I don't mean to brag, but there are lots of things that I'm pretty average at. From playing table tennis, cooking risotto, finding countries on a map, just to name a few. Now, in our everyday lives, we're not typically assessed on our skills and abilities, so we're forced to rely on our own judgments. I may think I'm pretty decent with Italian cuisine, but how accurate is my assessment?
Now, what we’re talking about here is metacognition: our insight into our own thought processes. If I have good metacognitive insight, then how good I think I am at a particular task should line up pretty well with how good I actually am. Of course, in the real world this is often not the case. And indeed, we probably all know someone who thinks they're great at navigating maps, when in fact the reality is often the opposite. Not to name any names, of course, but still.
Perhaps you think this applies to other people and that you, yourself, wouldn't make this sort of mistake. So let's try a quick experiment. I want you to think about how you would rate yourself in terms of your driving ability. Would you rate yourself as below average, average or perhaps even above average? So most people rate themselves as above average, which, of course, is mathematically impossible, and something that we call the "better than average" effect. This is just one of a number of cognitive biases that we see when people judge their own abilities.
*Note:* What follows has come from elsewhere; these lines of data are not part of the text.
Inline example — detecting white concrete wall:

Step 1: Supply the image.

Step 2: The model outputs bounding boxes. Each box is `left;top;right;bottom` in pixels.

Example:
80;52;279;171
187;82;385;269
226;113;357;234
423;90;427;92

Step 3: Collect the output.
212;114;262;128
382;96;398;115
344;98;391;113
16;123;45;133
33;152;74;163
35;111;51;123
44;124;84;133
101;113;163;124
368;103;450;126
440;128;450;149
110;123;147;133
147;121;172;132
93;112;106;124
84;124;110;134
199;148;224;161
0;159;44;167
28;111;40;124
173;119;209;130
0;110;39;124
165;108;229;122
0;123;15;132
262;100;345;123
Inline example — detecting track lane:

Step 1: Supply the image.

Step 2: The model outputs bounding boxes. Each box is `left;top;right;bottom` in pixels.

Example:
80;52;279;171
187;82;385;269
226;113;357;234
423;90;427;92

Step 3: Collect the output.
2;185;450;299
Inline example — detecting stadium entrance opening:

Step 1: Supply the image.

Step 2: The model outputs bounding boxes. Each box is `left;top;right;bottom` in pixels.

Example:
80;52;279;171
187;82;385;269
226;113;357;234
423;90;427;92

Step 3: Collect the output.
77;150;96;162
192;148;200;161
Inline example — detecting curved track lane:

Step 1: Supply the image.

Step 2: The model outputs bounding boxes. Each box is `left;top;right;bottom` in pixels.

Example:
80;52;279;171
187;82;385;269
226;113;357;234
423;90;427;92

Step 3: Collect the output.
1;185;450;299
Today, I'm going to focus on a related bias, the Dunning-Kruger effect. So back in 1999, two psychologists at Cornell University, Dunning and Kruger, described the mistakes people make when estimating their own abilities. So if we take a sample of people and we divide them into four groups based on their scores on a test, and order those groups from lowest to highest. If we plot those scores on a graph along with their self-estimates, so how well they thought they did on the test, this is the pattern that we see. So the red line is a steep slope representing their actual scores. As it must be, since we ordered the groups based on their scores in the first place. Now what's interesting is the blue shallower line. This represents their self-estimates. So, how good they thought they did on the test. Now the Dunning-Kruger effect describes how the weakest performers significantly overestimate their performance, shown here in the green oval. The explanation for this, according to Dunning and Kruger, is that insight and ability rely on the same thing. So if I'm poor at a task, I also lack the metacognitive insight to accurately assess my ability.
Now this pattern has been seen again and again across a number of domains, from driving skill to exam-taking, even chess-playing. However, in recent years, a number of criticisms have been leveled at this approach, and we now have reason to believe that this pattern results is virtually unavoidable.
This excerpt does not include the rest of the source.